Swiss Scientists' Make a Chocolate Breakthrough
Creating a healthier chocolate using all of the cocoa fruit and not just the beans.
Chocolate is a favorite of many and can be found in many decadent desserts. But it is usually thought of as an unhealthy delight to be indulged in only occasionally. Now Swiss scientists have found a way to make chocolate healthier for you and for the planet too.
The traditional method of chocolate making only uses the seeds and that is wasteful and not sustainable, reported the BBC. The new method uses the entire cocoa fruit instead of just the seeds, and that makes it eco-friendly and sweet without using added sugar.
Developed by scientist Erich Windhab and his team, researchers at Zurich’s Federal Institute of Technology, recently published their work in the journal Nature Food.

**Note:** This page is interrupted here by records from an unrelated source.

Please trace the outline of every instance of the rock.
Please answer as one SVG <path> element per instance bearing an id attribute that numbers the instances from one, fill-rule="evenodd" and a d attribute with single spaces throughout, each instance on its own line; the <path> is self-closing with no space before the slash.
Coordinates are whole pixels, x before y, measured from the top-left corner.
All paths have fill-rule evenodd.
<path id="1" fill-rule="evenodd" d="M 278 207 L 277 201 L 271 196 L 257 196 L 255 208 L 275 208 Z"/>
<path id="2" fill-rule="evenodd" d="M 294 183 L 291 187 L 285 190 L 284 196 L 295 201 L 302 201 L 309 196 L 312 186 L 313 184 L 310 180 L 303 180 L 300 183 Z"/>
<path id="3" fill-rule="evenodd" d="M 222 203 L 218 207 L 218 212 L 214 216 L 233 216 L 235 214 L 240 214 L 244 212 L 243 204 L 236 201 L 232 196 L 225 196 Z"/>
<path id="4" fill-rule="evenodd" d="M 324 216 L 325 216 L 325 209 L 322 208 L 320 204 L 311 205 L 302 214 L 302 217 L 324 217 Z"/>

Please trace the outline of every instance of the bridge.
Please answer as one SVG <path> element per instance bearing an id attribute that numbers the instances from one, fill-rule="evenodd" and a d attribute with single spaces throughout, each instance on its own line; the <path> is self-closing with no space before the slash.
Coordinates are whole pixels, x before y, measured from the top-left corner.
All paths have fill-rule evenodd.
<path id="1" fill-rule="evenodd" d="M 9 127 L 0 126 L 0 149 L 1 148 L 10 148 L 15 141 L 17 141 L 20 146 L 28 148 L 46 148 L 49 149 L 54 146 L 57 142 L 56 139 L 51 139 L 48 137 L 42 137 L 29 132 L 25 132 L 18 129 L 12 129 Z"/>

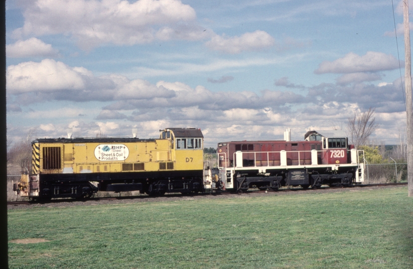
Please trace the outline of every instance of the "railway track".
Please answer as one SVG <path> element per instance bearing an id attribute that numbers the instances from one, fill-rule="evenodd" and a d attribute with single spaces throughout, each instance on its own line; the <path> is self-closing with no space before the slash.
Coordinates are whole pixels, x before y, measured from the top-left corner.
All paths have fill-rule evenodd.
<path id="1" fill-rule="evenodd" d="M 191 193 L 187 194 L 182 194 L 180 193 L 170 194 L 162 196 L 151 196 L 148 195 L 138 195 L 132 196 L 111 196 L 108 197 L 94 197 L 88 199 L 56 199 L 50 200 L 48 201 L 44 200 L 34 200 L 34 201 L 7 201 L 7 205 L 30 205 L 36 204 L 52 204 L 52 203 L 59 203 L 62 202 L 82 202 L 87 201 L 102 201 L 102 200 L 127 200 L 127 199 L 145 199 L 156 197 L 193 197 L 193 196 L 221 196 L 221 195 L 237 195 L 240 193 L 243 194 L 251 194 L 253 193 L 276 193 L 276 192 L 301 192 L 301 191 L 311 191 L 312 190 L 315 191 L 317 190 L 328 190 L 332 189 L 346 189 L 346 188 L 365 188 L 365 187 L 383 187 L 387 186 L 401 186 L 407 185 L 407 182 L 401 183 L 381 183 L 381 184 L 360 184 L 354 185 L 347 187 L 337 186 L 337 187 L 321 187 L 317 189 L 303 189 L 302 188 L 281 188 L 278 190 L 250 190 L 243 192 L 227 192 L 222 191 L 219 192 L 203 192 L 199 193 Z"/>

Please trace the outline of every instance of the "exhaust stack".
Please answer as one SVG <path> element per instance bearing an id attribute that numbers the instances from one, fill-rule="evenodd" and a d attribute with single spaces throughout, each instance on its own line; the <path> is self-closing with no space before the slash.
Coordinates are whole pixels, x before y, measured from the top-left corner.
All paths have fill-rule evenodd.
<path id="1" fill-rule="evenodd" d="M 291 129 L 288 129 L 284 132 L 284 140 L 291 141 Z"/>
<path id="2" fill-rule="evenodd" d="M 136 136 L 138 135 L 138 128 L 134 128 L 132 129 L 132 137 L 134 138 L 136 138 Z"/>
<path id="3" fill-rule="evenodd" d="M 72 135 L 73 134 L 73 129 L 72 128 L 68 128 L 66 130 L 66 132 L 67 133 L 67 138 L 71 139 Z"/>

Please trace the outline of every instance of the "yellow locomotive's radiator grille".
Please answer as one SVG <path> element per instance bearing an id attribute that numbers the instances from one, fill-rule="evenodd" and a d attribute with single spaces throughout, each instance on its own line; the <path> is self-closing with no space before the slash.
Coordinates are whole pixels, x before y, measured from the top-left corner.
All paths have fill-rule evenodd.
<path id="1" fill-rule="evenodd" d="M 173 169 L 173 162 L 167 162 L 166 163 L 166 169 L 168 170 L 172 170 Z"/>
<path id="2" fill-rule="evenodd" d="M 43 169 L 61 169 L 61 148 L 60 146 L 48 146 L 43 148 Z"/>
<path id="3" fill-rule="evenodd" d="M 40 148 L 36 144 L 32 145 L 31 168 L 34 174 L 39 173 L 40 170 Z"/>
<path id="4" fill-rule="evenodd" d="M 143 162 L 134 163 L 134 170 L 138 171 L 140 170 L 145 170 L 145 164 Z"/>
<path id="5" fill-rule="evenodd" d="M 70 161 L 73 160 L 73 153 L 65 153 L 65 161 Z"/>

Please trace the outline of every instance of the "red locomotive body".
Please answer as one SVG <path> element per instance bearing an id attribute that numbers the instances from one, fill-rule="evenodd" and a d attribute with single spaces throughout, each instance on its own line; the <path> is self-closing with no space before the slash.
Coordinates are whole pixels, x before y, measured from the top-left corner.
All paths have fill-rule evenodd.
<path id="1" fill-rule="evenodd" d="M 235 141 L 218 143 L 226 189 L 348 185 L 364 181 L 359 151 L 341 131 L 307 132 L 304 141 Z M 223 176 L 225 173 L 225 176 Z"/>

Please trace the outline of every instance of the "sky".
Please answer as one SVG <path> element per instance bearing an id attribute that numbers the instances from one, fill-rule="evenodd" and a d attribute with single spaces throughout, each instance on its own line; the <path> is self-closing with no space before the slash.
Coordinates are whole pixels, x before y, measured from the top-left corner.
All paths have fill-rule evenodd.
<path id="1" fill-rule="evenodd" d="M 286 129 L 299 140 L 346 131 L 372 108 L 372 140 L 398 143 L 405 48 L 393 3 L 7 0 L 7 139 L 183 127 L 200 129 L 206 147 L 282 139 Z"/>

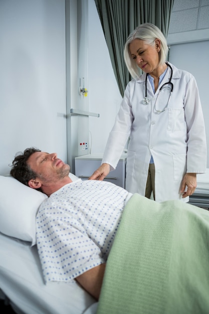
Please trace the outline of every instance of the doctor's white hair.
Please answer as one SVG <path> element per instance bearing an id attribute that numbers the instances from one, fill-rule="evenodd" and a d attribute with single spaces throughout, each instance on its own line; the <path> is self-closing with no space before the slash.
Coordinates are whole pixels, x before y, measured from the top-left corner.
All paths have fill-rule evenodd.
<path id="1" fill-rule="evenodd" d="M 129 44 L 134 39 L 140 39 L 145 41 L 148 45 L 154 46 L 155 40 L 157 38 L 161 42 L 160 50 L 159 52 L 159 64 L 162 64 L 166 61 L 168 48 L 165 37 L 158 27 L 151 23 L 144 23 L 138 26 L 129 34 L 125 44 L 123 55 L 128 70 L 134 78 L 139 76 L 139 68 L 130 55 Z"/>

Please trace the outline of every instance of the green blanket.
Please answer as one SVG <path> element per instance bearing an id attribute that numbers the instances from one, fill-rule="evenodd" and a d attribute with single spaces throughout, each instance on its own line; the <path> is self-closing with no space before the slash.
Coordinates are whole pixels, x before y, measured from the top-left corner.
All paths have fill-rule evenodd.
<path id="1" fill-rule="evenodd" d="M 208 314 L 209 212 L 134 194 L 106 265 L 98 314 Z"/>

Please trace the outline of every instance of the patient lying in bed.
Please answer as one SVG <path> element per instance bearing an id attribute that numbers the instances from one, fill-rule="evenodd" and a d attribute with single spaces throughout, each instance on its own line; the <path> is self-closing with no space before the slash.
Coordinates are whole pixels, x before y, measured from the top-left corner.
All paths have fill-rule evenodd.
<path id="1" fill-rule="evenodd" d="M 46 282 L 76 279 L 96 299 L 102 285 L 98 312 L 116 312 L 119 304 L 118 312 L 145 312 L 150 304 L 155 313 L 208 311 L 207 212 L 180 201 L 159 204 L 108 182 L 73 183 L 70 167 L 56 153 L 28 148 L 13 164 L 13 176 L 49 197 L 37 216 Z M 201 305 L 192 285 L 190 295 L 187 266 L 191 276 L 198 274 L 193 283 Z"/>

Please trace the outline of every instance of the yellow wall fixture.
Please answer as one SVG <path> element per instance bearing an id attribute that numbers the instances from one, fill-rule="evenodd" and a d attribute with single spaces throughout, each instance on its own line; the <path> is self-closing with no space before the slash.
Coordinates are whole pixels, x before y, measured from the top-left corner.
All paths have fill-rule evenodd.
<path id="1" fill-rule="evenodd" d="M 85 97 L 87 97 L 88 90 L 85 88 L 84 78 L 83 78 L 83 87 L 81 87 L 81 79 L 80 79 L 80 87 L 79 87 L 79 93 L 81 95 Z"/>

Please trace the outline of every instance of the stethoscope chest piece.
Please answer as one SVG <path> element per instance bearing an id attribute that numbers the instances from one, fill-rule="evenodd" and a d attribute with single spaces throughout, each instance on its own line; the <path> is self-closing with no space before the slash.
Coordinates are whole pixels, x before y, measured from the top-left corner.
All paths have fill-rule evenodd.
<path id="1" fill-rule="evenodd" d="M 150 99 L 148 98 L 148 97 L 145 96 L 142 100 L 142 103 L 145 106 L 146 106 L 147 105 L 149 104 L 150 101 L 151 101 Z"/>

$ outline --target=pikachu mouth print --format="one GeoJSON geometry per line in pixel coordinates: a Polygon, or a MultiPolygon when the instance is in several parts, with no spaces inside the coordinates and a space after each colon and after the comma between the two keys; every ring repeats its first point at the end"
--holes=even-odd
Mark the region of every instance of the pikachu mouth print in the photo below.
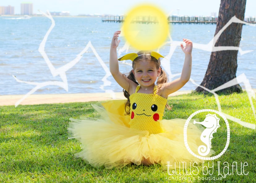
{"type": "MultiPolygon", "coordinates": [[[[132,109],[133,111],[132,111],[131,114],[131,118],[132,119],[134,118],[135,114],[138,116],[141,116],[142,115],[144,115],[146,116],[150,117],[152,116],[152,112],[153,113],[156,112],[157,110],[157,106],[156,104],[153,104],[151,106],[151,111],[147,111],[146,112],[146,110],[145,109],[143,109],[142,110],[139,110],[139,109],[137,109],[136,110],[136,112],[138,113],[136,113],[134,114],[134,111],[135,109],[137,108],[137,104],[135,103],[134,103],[132,104],[132,109]],[[138,112],[137,112],[138,111],[138,112]],[[145,113],[147,113],[147,114],[145,113]],[[151,114],[150,114],[151,113],[151,114]]],[[[158,113],[155,113],[153,114],[153,119],[156,121],[157,121],[159,119],[159,115],[158,113]]]]}

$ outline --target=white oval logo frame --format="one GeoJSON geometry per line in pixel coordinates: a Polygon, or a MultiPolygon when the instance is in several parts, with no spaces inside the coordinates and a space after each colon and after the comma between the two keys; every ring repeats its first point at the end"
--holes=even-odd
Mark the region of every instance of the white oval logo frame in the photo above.
{"type": "Polygon", "coordinates": [[[203,109],[196,111],[195,112],[191,114],[190,116],[188,118],[187,120],[187,121],[186,121],[186,122],[185,123],[185,125],[184,126],[184,129],[183,130],[183,134],[184,136],[184,143],[185,144],[185,146],[186,146],[186,148],[187,148],[187,149],[188,150],[188,151],[192,155],[193,155],[195,157],[198,159],[201,159],[201,160],[215,160],[215,159],[216,159],[217,158],[218,158],[220,157],[222,155],[223,155],[223,154],[228,149],[228,145],[229,145],[229,141],[230,141],[230,128],[229,128],[229,125],[228,124],[228,120],[227,119],[227,118],[226,118],[226,117],[225,117],[225,116],[223,114],[222,114],[221,113],[219,112],[218,111],[215,110],[213,110],[212,109],[203,109]],[[226,143],[226,145],[225,145],[225,147],[224,148],[224,149],[222,150],[222,151],[219,154],[216,155],[216,156],[213,156],[212,157],[202,157],[202,156],[198,156],[198,155],[197,155],[196,154],[195,154],[194,153],[194,152],[193,152],[192,151],[192,150],[191,150],[190,148],[189,147],[189,145],[188,144],[187,135],[187,128],[188,126],[188,124],[189,123],[192,118],[193,117],[194,117],[194,116],[195,115],[199,113],[203,112],[207,112],[214,113],[220,116],[221,117],[222,117],[224,119],[224,121],[225,121],[225,123],[226,124],[226,126],[227,126],[227,142],[226,143]]]}

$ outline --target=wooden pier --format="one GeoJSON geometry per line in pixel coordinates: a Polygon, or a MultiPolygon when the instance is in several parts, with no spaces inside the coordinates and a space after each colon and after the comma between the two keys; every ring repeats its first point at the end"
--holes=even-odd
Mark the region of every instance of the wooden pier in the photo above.
{"type": "MultiPolygon", "coordinates": [[[[119,15],[104,15],[102,17],[102,22],[121,23],[125,19],[125,16],[119,15]]],[[[167,18],[168,22],[173,24],[216,24],[217,17],[189,17],[172,15],[167,18]]],[[[256,17],[249,17],[245,18],[244,21],[249,23],[256,23],[256,17]]],[[[133,21],[138,23],[157,23],[157,20],[153,17],[138,17],[133,21]]]]}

The project partnered with KOA, a Swiss startup that is working on sustainable cocoa farming.
The benefits of using the entire fruit
The new chocolate does not need any added sugar due to the natural sweetness in the cocoa fruit. In fact, the juice contains 14 percent sugar which is distilled down to a concentrated syrup and then combined with the fruit pulp to form a gel. When the gel is added to cocoa beans to make chocolate it is naturally sweet.
Kim Mishra, the main author of the study said in an ETH Zurich news release that the cocoa fruit has similar properties to honeydew melon. “These fruits have similar structures. Both have a hard outer shell that reveals the flesh of the fruit when cut open, as well as the cocoa beans or melon seeds and pulp in the interior.”
But it wasn’t easy coming up with the right recipe for the cocoa-fruit chocolate, according to the news release. They tested the texture of many different mixes but too much pulp made the chocolate clumpy and too little pulp wasn’t sweet enough.
The mixtures were tested by trained panelists from the Bern University of Applied Sciences using small pieces of chocolate that weighed just five grams each to find out which one worked the best. But besides eliminating added refined sugar to the chocolate, using the fruit also boasted the fiber content.
“Fiber is valuable from a physiological perspective because it naturally regulates intestinal activity and prevents blood sugar levels from rising too rapidly when consuming chocolate. Saturated fat can also pose a health risk when too much is consumed. There’s a relationship between increased consumption of saturated fats and increased risk of cardiovascular diseases,” explained Mishra.
More sustainable
The traditional system of cocoa production in Africa and South America is not sustainable, reported BBC. The industry is also suffering from the soaring price of cocoa beans and the poverty of the cocoa farmers. Using the entire fruit could help moderate these two issues.
“The farmers get significantly extra income through utilizing cocoa pulp, but also the important industrial processing is happening in the country of origin. Creating jobs, creating value that can be distributed in the country of origin,” KOA cofounder Anian Schreiber told BBC.
Cocoa production has been linked to colonialism and child labor but the chocolate industry has been cleaning up its act. Producers are supposed to monitor the supply chain to make sure child labor is not being used. Using fair trade chocolate ensures that farmers are paid a living wage.
And beginning in 2025, The European Union prohibited the use of cocoa beans grown in any area where deforestation took place. But this may only move European countries to purchase South American beans, which is less problematic.
Roger Wehrli, director of the association of Swiss chocolate manufacturers said that the new chocolate is: “Very promising... If you use the whole cocoa fruit, you can get better prices. So it's economically interesting for the farmers. And it's interesting from an ecological point of view.”
Chocolate producers in Africa, South America, and even in the US, are already contacting Mishra about the new method. In Switzerland, chocolate producers including Lindt, are starting to use the entire cocoa plant and not just the beans, but none have completely eliminated refine sugar.
“We have to find daring chocolate producers who want to test the market and are willing to contribute to a more sustainable chocolate,” said Mishra. “Then we can disrupt the system.”